Saturday, May 26, 2012

AN EXTRAORDINARY PERFORMANCE

The Baltimore Symphony Orchestra's performance of Anton Bruckner's Te Deum and Beethoven's Choral Symphony, which my wife and I attended on May 25th, was a spectacular finish to the season, and, for me at least, a profoundly moving experience.  The conductor, Peter Oundijan was brilliant--brisk tempos--which let the music express itself without any hperromantic overlay; very expressive when he needed to be; he also managed to strike a near-perfect balance among the instruments.  The orchestra was in great form.  The singers were all good.  There was a striking contrast between the two male singers, both of whom performed admirably.  The tenor, Brandon Jovanovich, was thin and of small stature; he was dressed Eutopean-style in a black tuxedo with a white shirt and tie.  The Bass, Morris Robinson, towered over him--a bulky 280 lbs or so compared to the tenor about half his weight.  Mr. Robinson was dressed casually,  in a dark sports jacket and sported no tie.  The contrast didn't end there.  The tenor was very involved in the music; his facial expressions indicated that he was joyfully--and, if need be--solemnly one with the score.  Mr. Robinson often looked quite bored--but that's not how he sang!
I am writing this little piece, however, not to technically judge the performance--I leave that to professional musicians--but to discuss something in both pieces that affected me deeply.
The finale of Bruckner's piece begins with the soloists singing the following words: "In te, Domini, speravi, non confundar in aeternam."  The text is of crucial importance here.  The English, in my translation, is "I have placed my hope in you, O Lord, do not confound forever" or, in the standard translation: "O Lord, in Thee have I trusted, let me never be confounded."  It  begins simply enough, with the soloists singing sweetly, as if they really don't understand the implied meaning: how can a loving God allow suffering?  Soon one can see, that is hear, that  this problem was of great importance to the composer.  the chorus takes it up, the orchestration deepens.  The sopranos sing high and loud--We've trusted in Thee!  How come no response! (That's what I interpret the music to be "saying," not the text.)  The brass adds additional and painful solemnity to this question.  Eventually a wonderful climax arrives: The chorus singing the same words, but with full force in a major key, transforms the meaning.  Now the music "states"--gloriously--the following: I have trusted in Thee and Thou hast not let me down!"  In this chorus Bruckner comes the closest, perhaps, in all his music, to doubt.  He wrestles with the text, he doesn't let it go.  It ends in a sublime statement of faith, which would not have nearly been so effective without the many bars of questioning that precede it.   The program notes state: "Building in waves, he creates one of the most glorious climaxes in all choral music."  After being moved almost to tears by this music, I consider that sentence to be an understatement.

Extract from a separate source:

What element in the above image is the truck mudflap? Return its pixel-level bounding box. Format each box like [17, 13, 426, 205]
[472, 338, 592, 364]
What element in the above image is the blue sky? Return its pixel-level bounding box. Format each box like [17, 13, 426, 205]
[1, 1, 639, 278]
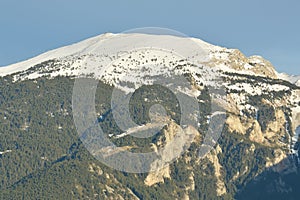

Then came Beethoven's great choral symphony, beloved, deservedly, all over the world!  I will limit my discussion to the striking parallel I found between the finale of Brucker's piece and that of Beethoven's.  Once again the text is crucial: "Brueder, ueber Sternenzelt/muss ein lieber Vater wohnen." (Brothers,  a loving Father must be living beyond the tent of the stars." my translation.) It is first stated very solemly by male members of the chorus supported by lower-register stings.  Then it is taken up, very gently, by the women--after much back and forth, an extraordinary climax is reached by the chorus.  These two lines were of crucial importance to Beethoven--and he sublimely lets us know it.  The meaning of the text is very similar to the text Bruckner wrestled with.  Beethoven is telling us, well, there just hast to be an answer to all the suffering we endure.  It is beyond everything we know, or, metaphorically, "beyond the stars" but it is there.  The glory of Beethoven's music is the transformation of "It is there" to "It is there!"  I am reminded of Hopkins's glorious line, "There lives the dearest freshness deep down things."  So deep that we shall never reach it but we can get very close in music such as this.  After this confirmation of faith, the Ode to Joy theme returns, ecstatically transfigured.
I have come to think of Bruckner's finale of his Te Deum, Beethoven's finale of the choral symphony and Handel's aria from The Messiah, "I know that my redeemer liveth" as the three classic statements of faith in music--with the exception, of course, of everything Bach wrote.  I will add a final question: What are we to do with this as modernists?  I for one cannot believe any religion literally, and I doubt, in the twenty-first century, that I'm alone in this regard.  But music, like poetry, cannot be put into prose.  (I like to think that if I could go back in time to Bach's church in the seventeenth century, I would have understood perfectly every note Bach wrote.  But after the music stopped, and the preacher began to talk, I can hear myself thinking, "What the hell is that guy talking about?")  For me Bruckner's and Beethoven's faith is still resonant in that most of us, too, believe that there is a greater depth to our lives than that  we are (usually) aware of.  We can plummet these depths with great music, great poetry, with love, and with productive work.  That's more than enough for me.